Bukber Kini Lebih Milih Abadikan Momen lewat Konten Ketimbang Ngobrol, Apa Alasannya?

Buka bersama kini lebih sering jadi momen pembuatan konten dibanding pembicaraan hangat. Perubahan ini dipicu oleh kebiasaan sosial dan teknologi yang terus berkembang. Bukber yang dulu identik dengan waktu lepas rindu, kini justru kerap diawali dengan sesi foto makanan dan dokumentasi suasana.

Fenomena ini muncul karena beberapa faktor yang saling berkaitan. Pertama, gawai selalu siap sedia di meja saat makanan datang. Sebelum sendok menyentuh piring, ada saja yang mulai memotret makanan, mengambil gambar minuman dengan label menghadap kamera, atau mengatur pencahayaan agar hasil foto tampak menarik. Proses ini tidak diinstruksikan secara formal, tetapi telah menjadi kebiasaan yang diikuti banyak orang supaya tidak terlihat berbeda.

Bukber Sebagai Momen yang ‘Wajib diabadikan’

Banyak orang menganggap bukber sebagai momen yang istimewa untuk diabadikan. Pertemuan dengan teman lama dan suasana penuh makanan dianggap layak untuk mendokumentasikan lewat foto atau video. Bahkan, sebagian peserta bukber sudah menyiapkan caption atau takarir untuk unggahan media sosial jauh sebelum datang ke acara.

Karena fokus pada dokumentasi, obrolan terkadang harus menunggu hingga foto-foto selesai diambil. Beberapa orang mengulang pengambilan gambar jika hasilnya belum sesuai atau ekspresi belum kompak. Jadi, bukber tetap hangat, tetapi jeda waktu untuk mengambil konten menjadi bagian wajib dari acara.

Desain Tempat Makan yang Instagrammable Mempermudah Tren Ini

Kehadiran tempat makan yang didesain khusus agar menarik untuk difoto turut memengaruhi kebiasaan ini. Ruang yang dipenuhi mural warna-warni, pencahayaan hangat, dan susunan meja yang cantik menciptakan latar foto ideal. Pengunjung biasanya tidak perlu berpikir dua kali untuk mengangkat kamera saat tiba di tempat.

Pilihan lokasi bukber kini bukan hanya soal rasa makanan atau harga, melainkan juga keindahan visual.
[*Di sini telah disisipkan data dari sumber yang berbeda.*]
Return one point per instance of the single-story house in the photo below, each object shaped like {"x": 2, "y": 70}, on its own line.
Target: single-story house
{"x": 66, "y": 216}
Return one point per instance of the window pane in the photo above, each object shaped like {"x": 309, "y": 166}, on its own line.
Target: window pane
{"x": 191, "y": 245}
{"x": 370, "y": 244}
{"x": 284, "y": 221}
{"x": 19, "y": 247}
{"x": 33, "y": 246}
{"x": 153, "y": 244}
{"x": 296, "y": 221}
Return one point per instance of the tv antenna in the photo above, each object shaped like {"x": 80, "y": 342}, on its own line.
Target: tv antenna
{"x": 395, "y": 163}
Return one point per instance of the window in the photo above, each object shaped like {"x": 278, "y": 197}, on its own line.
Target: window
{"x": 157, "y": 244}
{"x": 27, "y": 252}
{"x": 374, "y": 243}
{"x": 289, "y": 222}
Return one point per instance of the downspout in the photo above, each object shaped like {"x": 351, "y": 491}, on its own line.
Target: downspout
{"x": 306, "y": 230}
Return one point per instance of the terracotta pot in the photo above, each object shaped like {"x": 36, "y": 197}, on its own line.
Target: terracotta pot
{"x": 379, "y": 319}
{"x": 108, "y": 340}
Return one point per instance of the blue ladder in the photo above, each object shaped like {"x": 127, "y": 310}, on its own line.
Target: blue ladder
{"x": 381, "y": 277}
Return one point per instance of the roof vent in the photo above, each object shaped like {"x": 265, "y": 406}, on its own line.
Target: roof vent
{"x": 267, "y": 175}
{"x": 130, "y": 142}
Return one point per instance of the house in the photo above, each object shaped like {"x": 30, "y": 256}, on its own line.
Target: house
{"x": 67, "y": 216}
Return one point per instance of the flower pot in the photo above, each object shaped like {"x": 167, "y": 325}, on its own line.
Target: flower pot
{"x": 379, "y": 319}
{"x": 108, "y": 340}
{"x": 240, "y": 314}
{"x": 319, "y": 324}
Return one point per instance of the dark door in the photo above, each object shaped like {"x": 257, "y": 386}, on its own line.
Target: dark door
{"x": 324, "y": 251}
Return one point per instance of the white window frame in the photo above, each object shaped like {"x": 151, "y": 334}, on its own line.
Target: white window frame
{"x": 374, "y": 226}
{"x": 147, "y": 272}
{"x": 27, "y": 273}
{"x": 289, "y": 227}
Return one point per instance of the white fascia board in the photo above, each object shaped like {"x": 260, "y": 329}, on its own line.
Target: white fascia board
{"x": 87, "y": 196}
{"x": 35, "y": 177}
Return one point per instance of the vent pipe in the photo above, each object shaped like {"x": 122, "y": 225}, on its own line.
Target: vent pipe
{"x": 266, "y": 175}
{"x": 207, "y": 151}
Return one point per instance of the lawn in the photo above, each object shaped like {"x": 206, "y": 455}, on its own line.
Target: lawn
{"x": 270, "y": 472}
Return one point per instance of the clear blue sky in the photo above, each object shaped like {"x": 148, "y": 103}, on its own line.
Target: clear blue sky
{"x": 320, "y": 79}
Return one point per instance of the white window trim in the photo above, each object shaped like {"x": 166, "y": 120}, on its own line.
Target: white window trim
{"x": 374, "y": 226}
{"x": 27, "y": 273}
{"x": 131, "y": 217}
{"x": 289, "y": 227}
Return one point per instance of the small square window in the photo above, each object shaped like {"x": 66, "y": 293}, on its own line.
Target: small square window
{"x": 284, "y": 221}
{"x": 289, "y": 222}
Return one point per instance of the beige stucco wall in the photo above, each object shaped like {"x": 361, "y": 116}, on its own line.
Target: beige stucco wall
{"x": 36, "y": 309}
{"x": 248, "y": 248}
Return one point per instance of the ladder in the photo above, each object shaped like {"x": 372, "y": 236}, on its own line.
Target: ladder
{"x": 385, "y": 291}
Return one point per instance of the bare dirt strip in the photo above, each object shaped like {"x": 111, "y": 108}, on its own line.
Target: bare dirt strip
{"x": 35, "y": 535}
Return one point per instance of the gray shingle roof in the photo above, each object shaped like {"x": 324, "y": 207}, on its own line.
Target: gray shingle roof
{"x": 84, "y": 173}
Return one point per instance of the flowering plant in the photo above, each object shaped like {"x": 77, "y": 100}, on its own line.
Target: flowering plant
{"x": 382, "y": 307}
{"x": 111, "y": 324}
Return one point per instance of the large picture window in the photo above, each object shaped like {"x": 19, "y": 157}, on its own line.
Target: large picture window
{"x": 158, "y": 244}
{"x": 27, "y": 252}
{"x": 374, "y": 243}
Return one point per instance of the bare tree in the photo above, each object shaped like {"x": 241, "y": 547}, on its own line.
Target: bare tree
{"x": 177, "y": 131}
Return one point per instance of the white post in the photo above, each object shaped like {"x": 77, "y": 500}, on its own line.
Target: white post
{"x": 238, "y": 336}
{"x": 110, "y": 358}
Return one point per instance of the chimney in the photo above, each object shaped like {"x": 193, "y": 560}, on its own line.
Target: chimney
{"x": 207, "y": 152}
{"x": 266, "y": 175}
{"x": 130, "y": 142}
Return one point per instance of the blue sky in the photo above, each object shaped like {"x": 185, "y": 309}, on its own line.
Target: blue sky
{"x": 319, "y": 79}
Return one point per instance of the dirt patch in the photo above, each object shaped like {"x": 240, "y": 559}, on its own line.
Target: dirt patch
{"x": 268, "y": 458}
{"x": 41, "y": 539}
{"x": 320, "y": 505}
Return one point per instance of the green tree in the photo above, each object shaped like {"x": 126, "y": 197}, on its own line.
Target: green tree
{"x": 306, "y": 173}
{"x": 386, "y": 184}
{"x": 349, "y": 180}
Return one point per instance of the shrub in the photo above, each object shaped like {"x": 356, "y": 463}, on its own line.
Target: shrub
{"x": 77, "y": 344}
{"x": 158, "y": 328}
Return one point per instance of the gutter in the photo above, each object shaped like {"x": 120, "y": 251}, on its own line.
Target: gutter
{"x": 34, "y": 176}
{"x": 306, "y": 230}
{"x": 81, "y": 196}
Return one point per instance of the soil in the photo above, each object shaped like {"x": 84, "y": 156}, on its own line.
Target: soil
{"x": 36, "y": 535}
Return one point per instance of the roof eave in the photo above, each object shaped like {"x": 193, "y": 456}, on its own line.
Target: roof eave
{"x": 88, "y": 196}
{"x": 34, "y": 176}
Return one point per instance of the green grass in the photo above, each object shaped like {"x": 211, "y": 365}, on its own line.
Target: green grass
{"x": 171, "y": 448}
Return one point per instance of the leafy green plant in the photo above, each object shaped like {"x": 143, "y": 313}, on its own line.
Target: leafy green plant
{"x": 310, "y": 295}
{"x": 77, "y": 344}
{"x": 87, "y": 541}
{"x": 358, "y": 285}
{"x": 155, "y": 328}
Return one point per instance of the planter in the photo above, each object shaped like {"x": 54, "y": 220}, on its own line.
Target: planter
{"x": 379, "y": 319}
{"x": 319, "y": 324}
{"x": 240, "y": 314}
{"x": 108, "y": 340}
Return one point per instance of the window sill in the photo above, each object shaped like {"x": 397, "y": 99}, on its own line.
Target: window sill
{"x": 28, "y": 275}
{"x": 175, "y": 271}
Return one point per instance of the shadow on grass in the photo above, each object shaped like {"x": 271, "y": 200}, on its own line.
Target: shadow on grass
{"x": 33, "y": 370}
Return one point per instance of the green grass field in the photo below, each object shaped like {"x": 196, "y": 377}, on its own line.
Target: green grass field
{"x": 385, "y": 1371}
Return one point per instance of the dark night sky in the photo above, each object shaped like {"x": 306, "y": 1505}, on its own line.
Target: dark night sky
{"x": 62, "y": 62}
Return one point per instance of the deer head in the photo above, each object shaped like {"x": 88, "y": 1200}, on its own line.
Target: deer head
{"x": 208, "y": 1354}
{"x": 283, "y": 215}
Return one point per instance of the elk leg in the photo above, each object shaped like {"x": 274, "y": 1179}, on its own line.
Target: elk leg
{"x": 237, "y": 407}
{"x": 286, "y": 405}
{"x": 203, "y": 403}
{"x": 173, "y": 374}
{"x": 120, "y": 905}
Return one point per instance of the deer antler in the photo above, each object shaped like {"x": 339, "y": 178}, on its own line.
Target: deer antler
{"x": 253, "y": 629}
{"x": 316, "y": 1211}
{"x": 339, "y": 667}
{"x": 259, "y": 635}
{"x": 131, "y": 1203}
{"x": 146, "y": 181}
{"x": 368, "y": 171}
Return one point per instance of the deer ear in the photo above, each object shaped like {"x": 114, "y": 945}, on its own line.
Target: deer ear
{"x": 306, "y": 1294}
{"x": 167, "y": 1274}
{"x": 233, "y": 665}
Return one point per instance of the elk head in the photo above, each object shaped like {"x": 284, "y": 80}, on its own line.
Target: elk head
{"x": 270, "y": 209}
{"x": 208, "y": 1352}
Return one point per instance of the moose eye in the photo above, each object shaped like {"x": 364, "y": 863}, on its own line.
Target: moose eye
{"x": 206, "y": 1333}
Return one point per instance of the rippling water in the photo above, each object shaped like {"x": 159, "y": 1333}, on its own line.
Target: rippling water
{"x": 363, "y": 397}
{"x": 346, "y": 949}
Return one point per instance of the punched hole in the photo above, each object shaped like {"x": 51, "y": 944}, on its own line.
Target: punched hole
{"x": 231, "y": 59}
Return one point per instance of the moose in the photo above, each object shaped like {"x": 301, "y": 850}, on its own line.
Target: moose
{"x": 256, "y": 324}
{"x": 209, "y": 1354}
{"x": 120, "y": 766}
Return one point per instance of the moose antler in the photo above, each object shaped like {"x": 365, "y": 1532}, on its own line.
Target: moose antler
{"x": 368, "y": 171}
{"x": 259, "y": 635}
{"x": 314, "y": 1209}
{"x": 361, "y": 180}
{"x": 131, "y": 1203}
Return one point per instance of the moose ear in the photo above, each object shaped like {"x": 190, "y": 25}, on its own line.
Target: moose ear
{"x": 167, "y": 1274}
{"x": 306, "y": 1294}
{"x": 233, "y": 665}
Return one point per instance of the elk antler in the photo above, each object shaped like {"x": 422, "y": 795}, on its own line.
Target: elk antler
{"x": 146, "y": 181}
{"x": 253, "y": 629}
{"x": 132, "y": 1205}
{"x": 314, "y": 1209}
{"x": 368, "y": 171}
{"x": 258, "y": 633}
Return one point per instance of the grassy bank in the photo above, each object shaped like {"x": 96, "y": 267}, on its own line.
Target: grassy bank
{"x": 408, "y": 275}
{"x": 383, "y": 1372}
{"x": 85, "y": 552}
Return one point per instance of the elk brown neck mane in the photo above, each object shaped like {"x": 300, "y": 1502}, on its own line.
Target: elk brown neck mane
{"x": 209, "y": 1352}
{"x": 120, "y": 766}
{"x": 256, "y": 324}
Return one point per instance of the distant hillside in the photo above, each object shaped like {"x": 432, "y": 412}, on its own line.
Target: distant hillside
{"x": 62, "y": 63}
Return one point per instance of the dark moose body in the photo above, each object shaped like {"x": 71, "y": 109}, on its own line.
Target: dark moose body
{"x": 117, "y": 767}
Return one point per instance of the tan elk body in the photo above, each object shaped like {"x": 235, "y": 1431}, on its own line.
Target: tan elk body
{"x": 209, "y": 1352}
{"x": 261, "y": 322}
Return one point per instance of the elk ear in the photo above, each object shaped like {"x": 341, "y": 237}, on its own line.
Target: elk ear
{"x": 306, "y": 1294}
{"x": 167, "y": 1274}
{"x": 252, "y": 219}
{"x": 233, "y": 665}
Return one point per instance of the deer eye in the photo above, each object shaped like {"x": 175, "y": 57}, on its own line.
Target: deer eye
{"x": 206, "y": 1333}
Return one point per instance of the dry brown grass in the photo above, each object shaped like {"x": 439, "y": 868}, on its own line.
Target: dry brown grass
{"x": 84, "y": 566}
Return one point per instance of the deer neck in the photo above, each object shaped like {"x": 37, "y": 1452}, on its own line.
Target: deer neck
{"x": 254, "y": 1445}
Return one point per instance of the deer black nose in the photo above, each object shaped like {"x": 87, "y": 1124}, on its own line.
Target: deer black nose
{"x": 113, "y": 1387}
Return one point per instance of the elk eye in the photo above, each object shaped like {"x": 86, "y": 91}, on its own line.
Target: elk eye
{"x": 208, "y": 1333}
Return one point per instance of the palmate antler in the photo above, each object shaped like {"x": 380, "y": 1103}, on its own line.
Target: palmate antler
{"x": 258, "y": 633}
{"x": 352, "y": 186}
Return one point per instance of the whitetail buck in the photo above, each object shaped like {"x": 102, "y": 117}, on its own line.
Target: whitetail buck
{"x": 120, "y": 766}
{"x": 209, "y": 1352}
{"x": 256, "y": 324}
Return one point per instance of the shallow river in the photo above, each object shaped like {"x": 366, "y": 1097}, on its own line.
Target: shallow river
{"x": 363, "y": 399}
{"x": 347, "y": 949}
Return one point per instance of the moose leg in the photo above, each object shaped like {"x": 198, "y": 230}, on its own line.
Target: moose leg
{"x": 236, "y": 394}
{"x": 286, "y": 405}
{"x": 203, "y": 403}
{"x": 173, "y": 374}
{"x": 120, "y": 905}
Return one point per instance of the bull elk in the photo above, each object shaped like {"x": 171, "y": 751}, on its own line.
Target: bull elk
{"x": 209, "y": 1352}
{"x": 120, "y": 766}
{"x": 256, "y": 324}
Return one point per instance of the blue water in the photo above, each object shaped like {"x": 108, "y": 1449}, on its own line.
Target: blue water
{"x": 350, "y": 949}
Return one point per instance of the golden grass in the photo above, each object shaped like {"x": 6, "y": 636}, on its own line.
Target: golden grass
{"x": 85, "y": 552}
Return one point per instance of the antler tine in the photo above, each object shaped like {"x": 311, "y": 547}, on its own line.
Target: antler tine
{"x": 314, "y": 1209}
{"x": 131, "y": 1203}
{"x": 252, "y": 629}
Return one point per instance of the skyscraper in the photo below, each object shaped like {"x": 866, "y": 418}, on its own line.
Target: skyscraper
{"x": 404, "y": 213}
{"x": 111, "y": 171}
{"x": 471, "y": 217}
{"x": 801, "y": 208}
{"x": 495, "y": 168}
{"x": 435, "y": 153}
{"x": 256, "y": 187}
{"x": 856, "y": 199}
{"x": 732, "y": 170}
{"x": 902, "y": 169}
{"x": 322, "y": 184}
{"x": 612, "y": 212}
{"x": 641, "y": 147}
Ada yang datang lebih awal demi mendapat spot terbaik untuk foto. Kegiatan makan bersama pun terpotong dengan sesi foto yang terjadi berulang kali. Bukber jadi terasa sebagai kombinasi antara makan dan berfoto, bukan murni untuk ngobrol dan bercengkerama.

Foto Bersama Kini Seakan Menjadi Penanda ‘Kelengkapan’ Bukber

Di penghujung bukber, sering muncul permintaan ‘foto dulu’. Semua yang sudah bersiap ingin pulang kembali duduk dan berkumpul untuk dokumentasi bersama. Hasil foto diperiksa, dan unggahan segera dibuat di media sosial. Sesi foto ini kerap menjadi penanda bukber selesai, menggantikan percakapan panjang atau momen perpisahan.

Hal ini menandakan perubahan budaya pertemuan. Bukber yang semula diakhiri dengan obrolan santai kini seolah diakhiri dengan pengambilan konten yang menjadi dokumentasi penguat kehadiran dan kebersamaan.

Waktu dan Kesibukan Membatasi Durasi Bukber

Kesibukan sehari-hari juga memengaruhi intensitas obrolan saat bukber. Banyak peserta datang setelah bekerja, dalam keadaan lelah dan terbatas waktu. Mereka harus memikirkan jadwal esok hari sehingga durasi bukber menjadi singkat. Sesi foto dianggap solusi cepat untuk menandai acara selesai.

Seringkali, orang memilih mengabadikan momen dengan konten yang bisa langsung dibagikan daripada menghabiskan waktu panjang untuk ngobrol. Bukber tetap terasa menyenangkan walau durasinya terbatas karena padatnya agenda.

Bukber: Antara Konten dan Kebersamaan

Buka bersama kini bukan hanya soal siapa yang paling banyak ngobrol, tapi juga siapa yang paling cepat mengunggah konten menarik. Kebiasaan mendokumentasikan momen membuat bukber punya fokus ganda, antara menikmati kebersamaan dan menciptakan rekam jejak digital.

Walaupun demikian, dokumentasi tidak selalu menghilangkan makna pertemuan. Sebaliknya, bagi sebagian orang, foto-foto ini menjadi cara untuk menyimpan kenangan dan mempererat hubungan meski lewat layar. Bagaimana dengan bukber Anda? Apakah lebih sering menjadi sesi ngobrol hangat atau momen berburu konten?